Haberler
Mektebi Davutpaşa: Coğrafya ve Edebiyatın Buluşması
Sezai Karakoç ve Cahit Zarifoğlu’nun eserlerinde coğrafyanın kurucu bir unsur olarak ele alınışı Medrese Davutpaşa’da düzenlenen “Mektebi Davutpaşa” programında kapsamlı bir şekilde incelendi.
22 Aralık 2024Fatih’te bulunan tarihî Medrese Davutpaşa, Türk edebiyatına farklı bir perspektiften yaklaşan bir programa ev sahipliği yaptı. “Mektebi Davutpaşa” adıyla düzenlenen etkinlikte sanat eserlerinin arka planında yer alan coğrafyanın eserlere etkisi ve yazarların bu coğrafyayı nasıl yorumladıkları detaylı bir şekilde ele alındı.

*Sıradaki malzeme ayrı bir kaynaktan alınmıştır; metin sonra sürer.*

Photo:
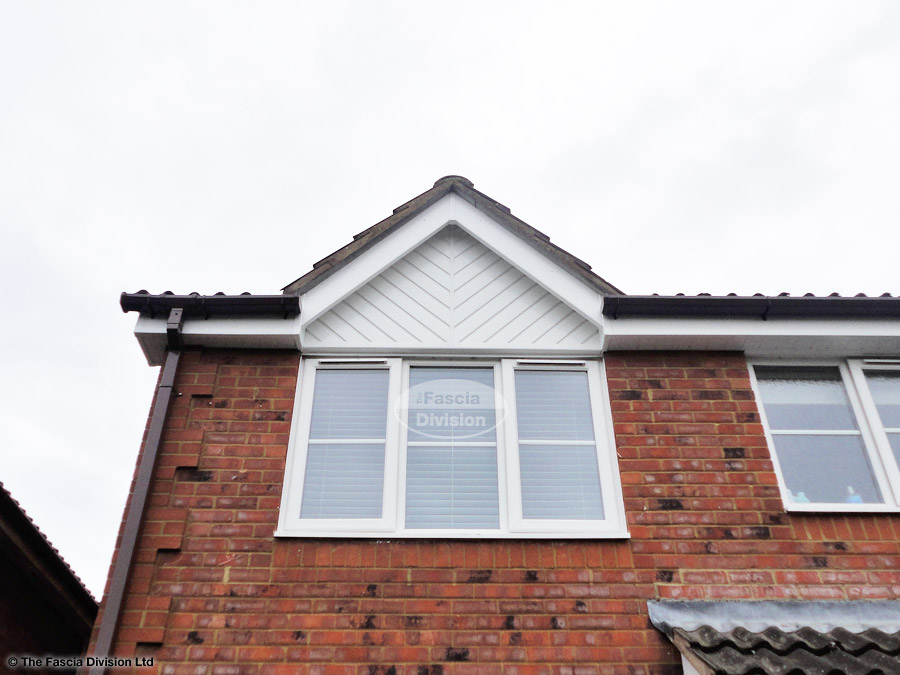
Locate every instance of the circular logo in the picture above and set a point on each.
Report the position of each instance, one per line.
(450, 405)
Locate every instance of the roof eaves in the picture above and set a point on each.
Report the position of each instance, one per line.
(749, 307)
(195, 305)
(29, 535)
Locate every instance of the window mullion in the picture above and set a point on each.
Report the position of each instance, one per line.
(876, 436)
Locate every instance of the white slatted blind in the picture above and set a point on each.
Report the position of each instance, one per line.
(345, 458)
(557, 450)
(451, 465)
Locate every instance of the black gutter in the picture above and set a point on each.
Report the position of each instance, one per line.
(204, 306)
(112, 610)
(754, 307)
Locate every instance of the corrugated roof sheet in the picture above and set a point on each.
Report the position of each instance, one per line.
(783, 637)
(775, 652)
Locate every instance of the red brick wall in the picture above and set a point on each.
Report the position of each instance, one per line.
(214, 593)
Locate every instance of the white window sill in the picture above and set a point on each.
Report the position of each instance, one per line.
(449, 534)
(841, 508)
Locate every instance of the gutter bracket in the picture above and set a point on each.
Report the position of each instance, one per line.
(174, 324)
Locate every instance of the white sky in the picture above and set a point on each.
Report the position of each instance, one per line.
(221, 146)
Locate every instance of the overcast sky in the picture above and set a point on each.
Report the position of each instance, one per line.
(220, 146)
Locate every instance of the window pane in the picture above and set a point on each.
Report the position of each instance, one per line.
(895, 446)
(804, 398)
(452, 487)
(885, 388)
(560, 482)
(827, 469)
(448, 404)
(343, 480)
(553, 405)
(349, 404)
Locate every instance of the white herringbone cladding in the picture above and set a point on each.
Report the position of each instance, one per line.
(452, 290)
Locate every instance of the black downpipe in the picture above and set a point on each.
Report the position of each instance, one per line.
(113, 609)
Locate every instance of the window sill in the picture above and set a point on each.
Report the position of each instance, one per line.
(841, 508)
(445, 534)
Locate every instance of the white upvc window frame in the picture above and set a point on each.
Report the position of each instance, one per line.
(871, 432)
(392, 523)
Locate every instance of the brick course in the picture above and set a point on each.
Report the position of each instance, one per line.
(212, 592)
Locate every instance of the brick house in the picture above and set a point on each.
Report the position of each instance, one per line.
(453, 448)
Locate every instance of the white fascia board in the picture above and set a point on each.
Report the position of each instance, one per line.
(231, 332)
(772, 338)
(452, 210)
(452, 350)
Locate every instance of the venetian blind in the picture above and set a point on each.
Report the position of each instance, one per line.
(558, 465)
(345, 457)
(451, 466)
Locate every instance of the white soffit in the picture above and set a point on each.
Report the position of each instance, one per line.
(793, 338)
(237, 332)
(451, 277)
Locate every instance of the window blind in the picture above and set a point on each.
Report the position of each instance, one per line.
(451, 457)
(558, 466)
(819, 446)
(344, 475)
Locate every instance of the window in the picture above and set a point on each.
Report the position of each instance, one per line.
(452, 449)
(835, 433)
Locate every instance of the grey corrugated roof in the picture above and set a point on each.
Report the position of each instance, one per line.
(444, 186)
(784, 637)
(774, 652)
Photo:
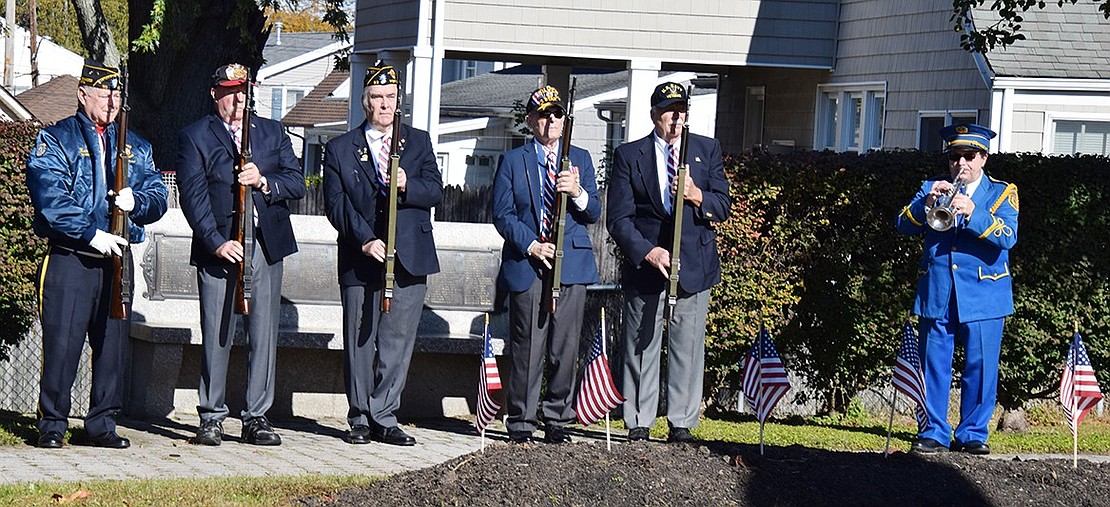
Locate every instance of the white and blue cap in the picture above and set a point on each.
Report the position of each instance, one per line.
(967, 135)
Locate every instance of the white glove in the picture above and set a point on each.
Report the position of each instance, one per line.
(125, 200)
(107, 243)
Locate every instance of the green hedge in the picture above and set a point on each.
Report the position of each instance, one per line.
(22, 250)
(811, 252)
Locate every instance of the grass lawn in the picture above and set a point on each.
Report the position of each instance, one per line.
(860, 432)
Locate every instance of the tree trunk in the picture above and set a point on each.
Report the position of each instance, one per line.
(170, 87)
(94, 32)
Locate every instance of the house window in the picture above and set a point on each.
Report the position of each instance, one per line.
(283, 99)
(1086, 137)
(930, 122)
(754, 117)
(849, 117)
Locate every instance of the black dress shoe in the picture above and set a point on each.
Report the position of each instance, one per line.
(928, 446)
(680, 436)
(556, 435)
(520, 437)
(50, 440)
(210, 433)
(111, 440)
(976, 447)
(258, 431)
(639, 434)
(394, 435)
(359, 434)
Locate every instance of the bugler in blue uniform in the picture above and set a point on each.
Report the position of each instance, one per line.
(965, 290)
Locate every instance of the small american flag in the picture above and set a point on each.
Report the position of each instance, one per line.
(908, 377)
(597, 394)
(488, 381)
(764, 376)
(1079, 389)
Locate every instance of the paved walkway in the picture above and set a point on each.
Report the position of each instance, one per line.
(160, 449)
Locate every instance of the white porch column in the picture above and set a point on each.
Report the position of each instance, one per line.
(642, 78)
(359, 64)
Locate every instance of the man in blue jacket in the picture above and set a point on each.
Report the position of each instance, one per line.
(965, 291)
(208, 156)
(379, 345)
(70, 173)
(641, 220)
(525, 189)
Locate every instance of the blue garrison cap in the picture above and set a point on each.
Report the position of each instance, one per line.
(967, 135)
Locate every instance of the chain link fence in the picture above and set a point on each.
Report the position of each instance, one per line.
(19, 377)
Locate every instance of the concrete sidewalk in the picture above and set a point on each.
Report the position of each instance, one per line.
(160, 449)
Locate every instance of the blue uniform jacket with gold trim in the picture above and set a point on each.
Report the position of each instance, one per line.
(70, 201)
(970, 261)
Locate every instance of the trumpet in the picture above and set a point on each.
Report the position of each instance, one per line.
(940, 216)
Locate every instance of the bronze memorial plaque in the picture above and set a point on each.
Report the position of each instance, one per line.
(466, 280)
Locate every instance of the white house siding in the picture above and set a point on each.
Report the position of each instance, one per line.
(788, 32)
(912, 48)
(1030, 128)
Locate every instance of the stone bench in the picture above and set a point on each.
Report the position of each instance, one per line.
(165, 337)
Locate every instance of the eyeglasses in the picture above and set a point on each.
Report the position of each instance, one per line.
(955, 156)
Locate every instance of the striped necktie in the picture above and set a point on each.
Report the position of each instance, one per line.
(383, 163)
(672, 172)
(545, 224)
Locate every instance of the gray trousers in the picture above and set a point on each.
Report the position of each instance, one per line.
(537, 337)
(217, 286)
(379, 347)
(643, 333)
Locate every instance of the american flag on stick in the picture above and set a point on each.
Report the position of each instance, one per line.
(1079, 389)
(908, 376)
(764, 376)
(488, 381)
(598, 393)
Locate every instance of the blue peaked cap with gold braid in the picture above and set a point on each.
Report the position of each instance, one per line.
(97, 74)
(967, 135)
(381, 73)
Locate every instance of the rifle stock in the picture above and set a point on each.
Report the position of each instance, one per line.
(119, 220)
(677, 203)
(389, 277)
(242, 226)
(552, 281)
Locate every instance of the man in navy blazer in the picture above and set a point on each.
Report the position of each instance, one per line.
(641, 220)
(379, 345)
(524, 192)
(965, 291)
(208, 154)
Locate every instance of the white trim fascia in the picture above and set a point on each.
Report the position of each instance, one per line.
(463, 125)
(1053, 84)
(614, 58)
(269, 71)
(1048, 134)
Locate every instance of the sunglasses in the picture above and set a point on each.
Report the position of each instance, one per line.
(954, 156)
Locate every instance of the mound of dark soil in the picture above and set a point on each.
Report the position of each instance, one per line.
(585, 474)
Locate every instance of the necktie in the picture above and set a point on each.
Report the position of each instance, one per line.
(383, 163)
(545, 224)
(672, 171)
(236, 135)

Dr. Esra Fahriye Poyraz’ın yürütücülüğünü üstlendiği program edebiyat eserlerine coğrafya merkezli bir okuma anlayışı getirmesiyle dikkat çekti. İlk oturumda Türk edebiyatının önde gelen şair ve mütefekkirlerinden Sezai Karakoç’un eserlerindeki coğrafya unsurları incelendi. Karakoç’un metinlerinde coğrafyanın yalnızca bir arka plan değil, aynı zamanda metni şekillendiren kurucu bir unsur olduğu vurgulandı. Sanatçının yaşam coğrafyasının dini inançları, yaşam tarzı ve gelecek tasavvuru üzerindeki etkileri analiz edilerek bu unsurların edebi üretime yansımaları değerlendirildi.

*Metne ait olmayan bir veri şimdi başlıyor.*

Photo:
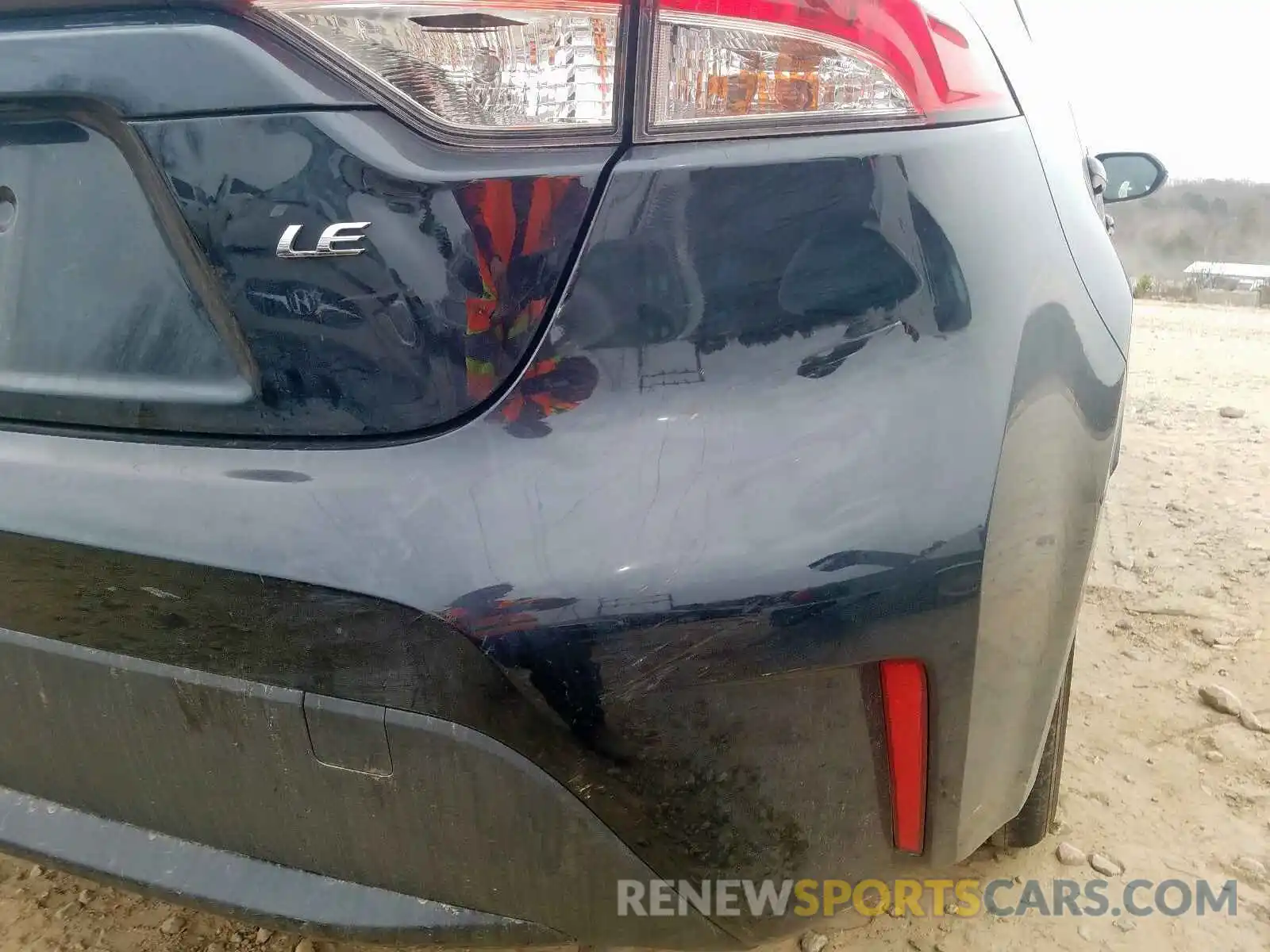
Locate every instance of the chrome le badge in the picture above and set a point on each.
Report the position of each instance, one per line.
(337, 241)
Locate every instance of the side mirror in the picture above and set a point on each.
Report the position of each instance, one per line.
(1132, 175)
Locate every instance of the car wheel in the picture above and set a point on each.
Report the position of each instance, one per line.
(1032, 825)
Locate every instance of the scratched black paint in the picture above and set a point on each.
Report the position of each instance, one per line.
(800, 410)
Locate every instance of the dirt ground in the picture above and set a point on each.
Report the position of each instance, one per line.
(1178, 600)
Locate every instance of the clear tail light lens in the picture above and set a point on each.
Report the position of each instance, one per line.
(475, 67)
(791, 63)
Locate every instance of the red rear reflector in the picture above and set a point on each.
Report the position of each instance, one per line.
(903, 697)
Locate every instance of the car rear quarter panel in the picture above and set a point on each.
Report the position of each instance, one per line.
(833, 400)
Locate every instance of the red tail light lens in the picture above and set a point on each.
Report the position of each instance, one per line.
(903, 697)
(787, 65)
(550, 70)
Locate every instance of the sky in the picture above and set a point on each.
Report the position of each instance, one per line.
(1184, 79)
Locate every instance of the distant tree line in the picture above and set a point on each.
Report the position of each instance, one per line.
(1193, 221)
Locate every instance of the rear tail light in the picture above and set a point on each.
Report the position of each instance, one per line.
(476, 67)
(791, 65)
(552, 70)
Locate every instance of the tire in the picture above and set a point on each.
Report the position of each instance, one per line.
(1033, 823)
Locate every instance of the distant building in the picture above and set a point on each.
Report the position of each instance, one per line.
(1225, 276)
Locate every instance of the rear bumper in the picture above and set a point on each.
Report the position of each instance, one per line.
(849, 401)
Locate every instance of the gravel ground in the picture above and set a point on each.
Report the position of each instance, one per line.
(1156, 778)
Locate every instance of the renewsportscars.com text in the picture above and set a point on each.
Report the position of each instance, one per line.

Programın ikinci oturumunda ise Türk şiirinin özgün ve derinlikli isimlerinden Cahit Zarifoğlu’nun eserleri mercek altına alındı. Zarifoğlu’nun şiirlerinde Hama’dan Beyrut’a, Afganistan’dan Filistin’e uzanan İslam coğrafyasının izi sürüldü. Şairin bu coğrafyaları nasıl anlamlandırdığı ve bu mekânların şiirlerindeki tematik derinliğe katkıları tartışıldı. Zarifoğlu’nun İslam dünyasının sorunlarına şiirleri aracılığıyla nasıl dikkat çektiği ve bu coğrafyalara dair hislerini eserlerine nasıl yansıttığı kapsamlı bir şekilde değerlendirildi.
Sanat eserlerindeki coğrafya sadece bir arka plan değil, aynı zamanda sanatçının yaşam koşullarını, ideolojilerini ve toplumsal meselelerle ilişkisini belirleyen bir çerçeve olarak ele alındı. Bu bağlamda “coğrafya merkezli okuma” yöntemiyle eserlerin yazıldığı dönem ve mekânın edebi üretime etkileri tartışıldı.

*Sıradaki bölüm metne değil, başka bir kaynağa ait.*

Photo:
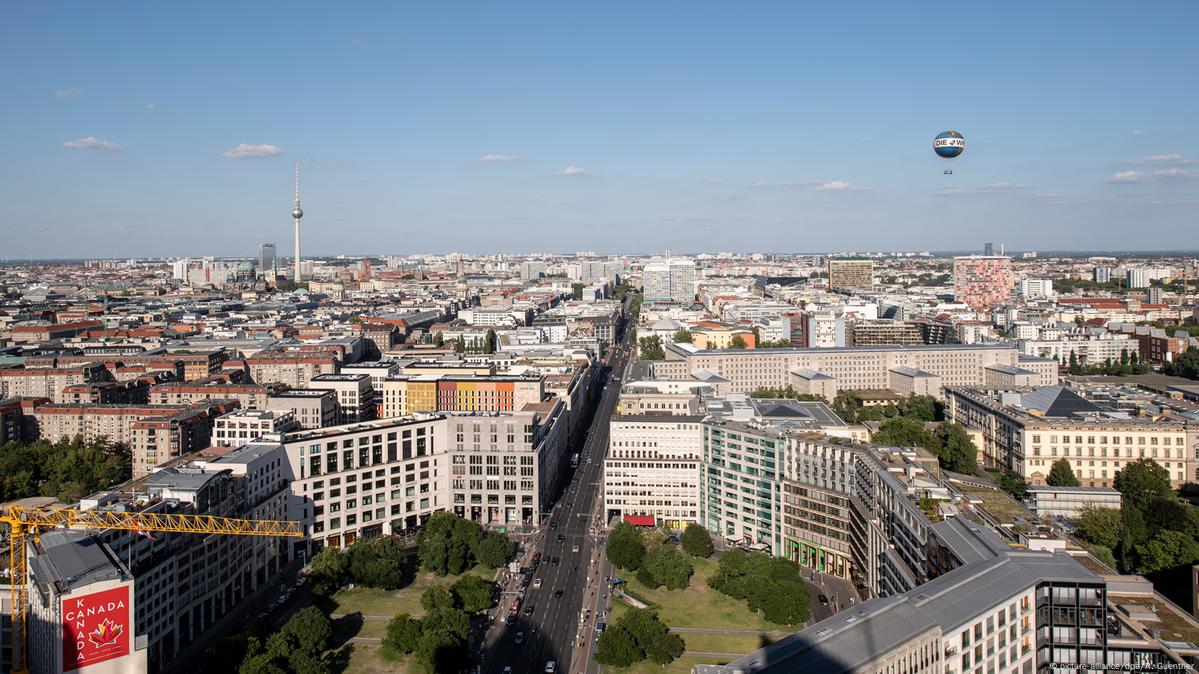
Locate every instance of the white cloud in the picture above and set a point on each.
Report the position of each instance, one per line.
(983, 190)
(827, 186)
(248, 151)
(1125, 176)
(832, 186)
(573, 170)
(92, 143)
(1175, 173)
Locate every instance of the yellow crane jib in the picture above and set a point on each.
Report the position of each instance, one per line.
(29, 521)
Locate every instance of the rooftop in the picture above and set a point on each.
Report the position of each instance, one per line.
(71, 559)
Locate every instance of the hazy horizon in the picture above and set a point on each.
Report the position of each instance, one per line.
(624, 126)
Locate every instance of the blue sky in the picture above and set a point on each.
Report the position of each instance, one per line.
(616, 127)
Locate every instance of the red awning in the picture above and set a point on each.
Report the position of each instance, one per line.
(639, 519)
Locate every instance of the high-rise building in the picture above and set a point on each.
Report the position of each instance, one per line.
(850, 275)
(983, 282)
(1137, 278)
(266, 262)
(669, 281)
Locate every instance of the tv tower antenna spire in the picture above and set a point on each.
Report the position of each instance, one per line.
(296, 214)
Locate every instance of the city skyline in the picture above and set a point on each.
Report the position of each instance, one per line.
(437, 130)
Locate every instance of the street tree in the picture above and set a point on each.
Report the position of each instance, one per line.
(697, 541)
(403, 633)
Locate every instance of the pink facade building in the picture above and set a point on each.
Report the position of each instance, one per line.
(983, 282)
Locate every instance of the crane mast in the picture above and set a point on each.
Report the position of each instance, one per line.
(24, 522)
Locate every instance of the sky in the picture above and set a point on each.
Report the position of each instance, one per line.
(168, 128)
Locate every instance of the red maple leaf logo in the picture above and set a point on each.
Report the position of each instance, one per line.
(106, 633)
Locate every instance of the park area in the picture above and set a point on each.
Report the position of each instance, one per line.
(362, 613)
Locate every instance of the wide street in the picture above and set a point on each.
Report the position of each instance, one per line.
(550, 631)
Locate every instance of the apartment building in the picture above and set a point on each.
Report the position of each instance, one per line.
(983, 282)
(369, 479)
(355, 396)
(850, 275)
(48, 381)
(853, 368)
(1026, 432)
(293, 369)
(133, 391)
(249, 396)
(241, 427)
(312, 408)
(651, 474)
(408, 395)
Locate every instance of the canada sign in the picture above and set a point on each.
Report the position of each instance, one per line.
(95, 627)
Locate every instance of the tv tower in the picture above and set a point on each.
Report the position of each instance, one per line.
(296, 214)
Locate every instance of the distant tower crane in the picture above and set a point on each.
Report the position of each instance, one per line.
(25, 522)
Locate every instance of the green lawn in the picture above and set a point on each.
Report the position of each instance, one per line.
(724, 643)
(681, 666)
(367, 659)
(371, 601)
(699, 606)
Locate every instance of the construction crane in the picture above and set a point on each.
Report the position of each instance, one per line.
(24, 522)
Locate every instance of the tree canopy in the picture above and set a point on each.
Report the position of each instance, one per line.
(772, 585)
(697, 541)
(450, 545)
(66, 470)
(637, 636)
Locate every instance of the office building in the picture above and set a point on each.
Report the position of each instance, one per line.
(365, 480)
(983, 282)
(669, 281)
(850, 275)
(1028, 431)
(651, 475)
(1026, 612)
(505, 465)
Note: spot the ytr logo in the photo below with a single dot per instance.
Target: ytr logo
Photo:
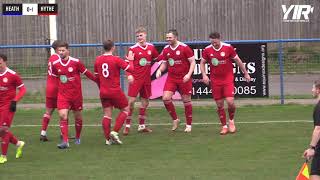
(297, 12)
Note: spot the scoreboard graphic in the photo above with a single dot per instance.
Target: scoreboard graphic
(29, 9)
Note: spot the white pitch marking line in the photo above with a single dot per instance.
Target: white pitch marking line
(168, 124)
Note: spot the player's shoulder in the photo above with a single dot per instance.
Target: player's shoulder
(10, 71)
(226, 45)
(149, 44)
(208, 47)
(74, 59)
(54, 57)
(133, 46)
(183, 44)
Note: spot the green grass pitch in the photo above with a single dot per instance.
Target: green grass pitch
(268, 146)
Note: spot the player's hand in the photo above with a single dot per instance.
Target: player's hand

Katılımcılar her iki oturumda da coğrafyanın sanat eserleri üzerindeki rolüne dair yeni bir farkındalık kazandı. Özellikle sanatçının yaşadığı çevre ve dönemin eserlerinde nasıl bir anlam dünyası inşa ettiğine dair yapılan analizler büyük ilgi gördü. Bu program sanat eserlerini toplumsal, tarihî ve mekansal bağlamlarıyla bir bütün olarak ele almanın edebiyatı anlamaya yönelik yeni bir pencere açabileceğini ortaya koydu.
“Mektebi Davutpaşa” programı edebiyat ve coğrafya arasındaki ilişkiyi derinlemesine ele alarak katılımcılara hem teorik hem de pratik açıdan önemli bir katkı sundu. Bu tür etkinlikler edebiyata farklı bir bakış açısı kazandırarak edebi eserlerin toplumsal ve tarihî kökenlerini anlamaya yönelik çabaları güçlendirmeye devam ediyor.